(MALTA)
Times of Malta [Mriehel Malta]
May 5, 2022
By Matthew Xuereb
Court: Tweets were intended to tarnish Mgr Joseph Vella Gauci’s reputation
A priest has won a defamation case against a man who alleged that he had ignored and covered up child sex abuse in Gozo.
A magistrate found that the claims were baseless and defamatory and ordered the man to pay the priest €2,000 for the reputational damage he had caused with the claims.
Magistrate Rachel Montebello was ruling in a case brought by Mgr Joseph Vella Gauci against Pierre Gaffiero.
“We approached this priest to save children from being abused and you know what? He did nothing!”– Pierre Gaffiero
Gaffiero claimed on Twitter that the priest, who at the time headed the Appoġġ Child Protection Services in Gozo, had failed to act on claims of sexual abuse of two children entrusted in the custody of their grandparents.
“This is not a priest! We approached this priest to save children from being abused and you know what? He did nothing! This priest represents the child care centre Appoġġ as the head in Gozo.
“Who do you think he is covering?” Gaffiero wrote in one of the posts in 2020.
‘Allegations were unfounded’
Yesterday, Vella Gauci testified that just a few days before posting those tweets, Gaffiero had spoken to him about claims of abuse, including of a sexual nature, and of the mistreatment of two children at the hands of their grandparents.

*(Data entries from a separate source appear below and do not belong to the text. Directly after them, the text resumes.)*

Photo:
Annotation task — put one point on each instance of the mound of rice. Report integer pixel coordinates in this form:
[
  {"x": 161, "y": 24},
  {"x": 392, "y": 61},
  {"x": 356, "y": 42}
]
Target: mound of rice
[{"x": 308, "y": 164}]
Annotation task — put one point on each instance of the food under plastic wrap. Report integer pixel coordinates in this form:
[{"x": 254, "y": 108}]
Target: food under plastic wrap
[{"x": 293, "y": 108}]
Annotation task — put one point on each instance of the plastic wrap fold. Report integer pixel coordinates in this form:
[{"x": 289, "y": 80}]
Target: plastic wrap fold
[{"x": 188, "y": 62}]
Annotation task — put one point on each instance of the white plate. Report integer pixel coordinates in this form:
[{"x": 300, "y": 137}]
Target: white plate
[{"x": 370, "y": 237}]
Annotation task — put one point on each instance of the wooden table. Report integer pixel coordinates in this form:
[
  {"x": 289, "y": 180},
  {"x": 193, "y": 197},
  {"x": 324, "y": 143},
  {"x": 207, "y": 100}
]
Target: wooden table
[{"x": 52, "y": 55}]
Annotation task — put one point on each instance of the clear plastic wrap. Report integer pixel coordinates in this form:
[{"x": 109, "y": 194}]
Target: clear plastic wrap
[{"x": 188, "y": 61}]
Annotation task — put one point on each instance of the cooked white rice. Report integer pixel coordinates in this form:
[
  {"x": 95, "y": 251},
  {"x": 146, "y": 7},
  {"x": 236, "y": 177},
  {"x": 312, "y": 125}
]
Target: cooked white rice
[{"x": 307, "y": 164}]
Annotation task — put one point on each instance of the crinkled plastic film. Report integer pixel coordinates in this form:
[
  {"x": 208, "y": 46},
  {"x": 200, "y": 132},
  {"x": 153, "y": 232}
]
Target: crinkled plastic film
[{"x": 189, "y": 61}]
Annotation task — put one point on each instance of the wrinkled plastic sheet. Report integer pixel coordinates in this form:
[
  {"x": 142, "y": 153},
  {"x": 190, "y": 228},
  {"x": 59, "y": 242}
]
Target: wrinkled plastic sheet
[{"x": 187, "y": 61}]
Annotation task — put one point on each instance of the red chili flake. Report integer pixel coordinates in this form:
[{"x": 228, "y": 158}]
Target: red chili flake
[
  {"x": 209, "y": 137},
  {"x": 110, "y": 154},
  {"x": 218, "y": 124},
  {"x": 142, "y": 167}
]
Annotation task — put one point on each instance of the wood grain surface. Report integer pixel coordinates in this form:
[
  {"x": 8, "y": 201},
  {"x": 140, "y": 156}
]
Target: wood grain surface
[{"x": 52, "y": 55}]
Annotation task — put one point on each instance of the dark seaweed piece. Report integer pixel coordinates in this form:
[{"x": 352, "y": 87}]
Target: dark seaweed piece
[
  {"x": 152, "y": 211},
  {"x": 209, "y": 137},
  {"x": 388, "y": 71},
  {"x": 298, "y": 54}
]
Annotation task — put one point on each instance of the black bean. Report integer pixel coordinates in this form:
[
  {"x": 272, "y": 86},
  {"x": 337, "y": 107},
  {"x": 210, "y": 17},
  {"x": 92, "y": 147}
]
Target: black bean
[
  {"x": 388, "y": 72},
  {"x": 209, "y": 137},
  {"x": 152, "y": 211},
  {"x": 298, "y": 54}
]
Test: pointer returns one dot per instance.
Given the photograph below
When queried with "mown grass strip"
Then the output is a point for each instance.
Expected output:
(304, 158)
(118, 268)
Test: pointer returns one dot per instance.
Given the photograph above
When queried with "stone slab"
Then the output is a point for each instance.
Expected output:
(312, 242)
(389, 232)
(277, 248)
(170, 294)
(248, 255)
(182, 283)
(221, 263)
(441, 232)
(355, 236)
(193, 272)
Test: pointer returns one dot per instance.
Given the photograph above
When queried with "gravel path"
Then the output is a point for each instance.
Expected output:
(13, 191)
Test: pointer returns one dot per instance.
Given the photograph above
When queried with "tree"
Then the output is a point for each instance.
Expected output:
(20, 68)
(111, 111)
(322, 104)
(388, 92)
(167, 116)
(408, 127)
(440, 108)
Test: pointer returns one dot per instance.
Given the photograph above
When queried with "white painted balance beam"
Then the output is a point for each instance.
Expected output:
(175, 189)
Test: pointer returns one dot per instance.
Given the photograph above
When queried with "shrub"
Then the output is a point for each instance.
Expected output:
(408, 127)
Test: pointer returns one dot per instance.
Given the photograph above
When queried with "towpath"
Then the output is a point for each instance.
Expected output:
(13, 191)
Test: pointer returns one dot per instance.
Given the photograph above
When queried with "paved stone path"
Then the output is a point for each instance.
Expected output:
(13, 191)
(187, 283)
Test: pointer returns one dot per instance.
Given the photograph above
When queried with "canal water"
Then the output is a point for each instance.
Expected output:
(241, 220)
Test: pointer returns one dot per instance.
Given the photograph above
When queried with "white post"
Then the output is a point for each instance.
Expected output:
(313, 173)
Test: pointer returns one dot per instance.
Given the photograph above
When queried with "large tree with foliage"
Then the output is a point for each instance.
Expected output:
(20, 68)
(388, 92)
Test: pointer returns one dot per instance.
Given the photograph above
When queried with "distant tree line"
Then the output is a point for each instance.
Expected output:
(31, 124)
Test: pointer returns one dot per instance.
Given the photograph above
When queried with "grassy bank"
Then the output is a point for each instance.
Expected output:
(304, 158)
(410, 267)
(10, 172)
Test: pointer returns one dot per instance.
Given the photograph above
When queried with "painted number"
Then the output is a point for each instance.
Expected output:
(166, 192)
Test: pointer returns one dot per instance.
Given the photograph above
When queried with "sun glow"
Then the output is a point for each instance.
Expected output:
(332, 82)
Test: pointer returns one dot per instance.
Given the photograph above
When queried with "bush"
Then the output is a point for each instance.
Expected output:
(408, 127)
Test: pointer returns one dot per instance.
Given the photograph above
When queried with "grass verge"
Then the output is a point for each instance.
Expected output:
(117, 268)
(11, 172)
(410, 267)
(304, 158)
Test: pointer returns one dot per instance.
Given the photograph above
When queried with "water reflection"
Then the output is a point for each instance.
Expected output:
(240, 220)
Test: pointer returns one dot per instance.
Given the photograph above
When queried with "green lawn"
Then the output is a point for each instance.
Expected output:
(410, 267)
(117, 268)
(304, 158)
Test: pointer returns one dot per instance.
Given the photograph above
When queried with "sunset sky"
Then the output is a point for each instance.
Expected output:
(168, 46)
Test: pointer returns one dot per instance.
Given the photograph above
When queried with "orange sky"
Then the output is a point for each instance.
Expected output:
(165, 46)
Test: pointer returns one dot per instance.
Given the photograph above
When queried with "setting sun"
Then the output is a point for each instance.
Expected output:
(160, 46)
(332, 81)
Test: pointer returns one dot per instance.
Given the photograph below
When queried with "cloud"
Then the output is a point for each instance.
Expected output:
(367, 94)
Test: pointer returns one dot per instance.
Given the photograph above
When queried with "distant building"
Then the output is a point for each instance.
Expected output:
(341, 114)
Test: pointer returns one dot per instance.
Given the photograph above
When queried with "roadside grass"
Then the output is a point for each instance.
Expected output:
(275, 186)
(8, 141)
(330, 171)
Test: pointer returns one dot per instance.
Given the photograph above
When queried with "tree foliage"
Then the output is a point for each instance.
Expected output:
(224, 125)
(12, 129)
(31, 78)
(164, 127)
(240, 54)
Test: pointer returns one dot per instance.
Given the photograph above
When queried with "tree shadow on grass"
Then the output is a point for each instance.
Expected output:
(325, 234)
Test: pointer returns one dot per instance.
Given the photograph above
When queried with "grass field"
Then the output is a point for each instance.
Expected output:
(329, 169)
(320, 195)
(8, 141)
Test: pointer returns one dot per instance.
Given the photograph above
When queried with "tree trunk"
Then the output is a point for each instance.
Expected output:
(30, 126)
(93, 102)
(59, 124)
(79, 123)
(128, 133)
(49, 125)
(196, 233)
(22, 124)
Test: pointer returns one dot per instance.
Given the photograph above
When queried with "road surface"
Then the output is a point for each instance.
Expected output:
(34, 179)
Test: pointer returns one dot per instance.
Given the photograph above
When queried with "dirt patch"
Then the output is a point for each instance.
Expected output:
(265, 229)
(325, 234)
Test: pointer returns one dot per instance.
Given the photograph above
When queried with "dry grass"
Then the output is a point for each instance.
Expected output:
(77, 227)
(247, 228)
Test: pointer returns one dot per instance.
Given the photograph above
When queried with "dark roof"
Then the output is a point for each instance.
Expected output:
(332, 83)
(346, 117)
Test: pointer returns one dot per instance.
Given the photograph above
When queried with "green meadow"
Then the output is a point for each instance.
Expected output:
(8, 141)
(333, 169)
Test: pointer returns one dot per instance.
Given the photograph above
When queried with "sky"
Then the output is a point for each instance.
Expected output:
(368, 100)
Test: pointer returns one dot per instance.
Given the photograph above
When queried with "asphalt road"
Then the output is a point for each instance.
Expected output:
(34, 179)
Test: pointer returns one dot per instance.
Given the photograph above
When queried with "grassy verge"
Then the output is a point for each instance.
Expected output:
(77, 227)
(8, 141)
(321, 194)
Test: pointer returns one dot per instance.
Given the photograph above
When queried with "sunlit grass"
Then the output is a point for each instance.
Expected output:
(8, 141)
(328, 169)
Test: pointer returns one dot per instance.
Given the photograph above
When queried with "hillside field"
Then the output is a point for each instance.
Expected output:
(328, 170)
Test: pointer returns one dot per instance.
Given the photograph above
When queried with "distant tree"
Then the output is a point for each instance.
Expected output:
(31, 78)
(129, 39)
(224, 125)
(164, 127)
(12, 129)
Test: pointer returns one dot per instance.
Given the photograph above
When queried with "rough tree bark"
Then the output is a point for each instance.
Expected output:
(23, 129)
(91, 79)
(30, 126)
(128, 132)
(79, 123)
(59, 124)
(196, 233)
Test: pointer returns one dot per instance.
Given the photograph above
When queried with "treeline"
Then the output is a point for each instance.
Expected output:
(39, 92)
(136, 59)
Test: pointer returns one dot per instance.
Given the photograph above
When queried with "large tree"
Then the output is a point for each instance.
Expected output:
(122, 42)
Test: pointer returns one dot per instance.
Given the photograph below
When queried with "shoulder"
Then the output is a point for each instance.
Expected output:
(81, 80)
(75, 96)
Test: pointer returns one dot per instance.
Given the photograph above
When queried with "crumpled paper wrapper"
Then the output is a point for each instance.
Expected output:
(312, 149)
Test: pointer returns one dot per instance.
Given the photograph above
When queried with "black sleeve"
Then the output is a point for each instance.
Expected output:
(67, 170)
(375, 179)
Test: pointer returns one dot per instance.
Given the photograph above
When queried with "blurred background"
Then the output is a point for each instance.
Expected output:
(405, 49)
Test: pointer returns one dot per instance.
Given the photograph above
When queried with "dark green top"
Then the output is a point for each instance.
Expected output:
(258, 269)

The priest told the court that before Gaffiero went to speak to him, he had already been informed of the allegations and investigated them. They were unfounded, he said.
Details of the alleged abuse are being withheld by Times of Malta to protect the identity of the involved parties.
Vella Gauci also testified in court that there was acrimony between the children’s mother and their biological father and his parents.
After their meeting, Gaffiero had called him and rudely accused him of covering up, before hanging up. They never spoke again but Gaffiero sent two people, including the Vicar General, to beg him for forgiveness, Vella Gauci added in his testimony.
Questions did not reduce seriousness
Magistrate Montebello noted that Gaffiero did not fight the defamation case in court and neither did he file any replies to the court application.
The allegations made on social media were defamatory, the court concluded.
The fact that they were made in the form of a question did not reduce their seriousness. They were intended to tarnish Vella Gauci’s reputation by claiming he had ignored and was covering up systematic child sex abuse.
Magistrate Montebello found Gaffiero guilty of defamation and ordered him to pay the priest €2,000 in moral damages.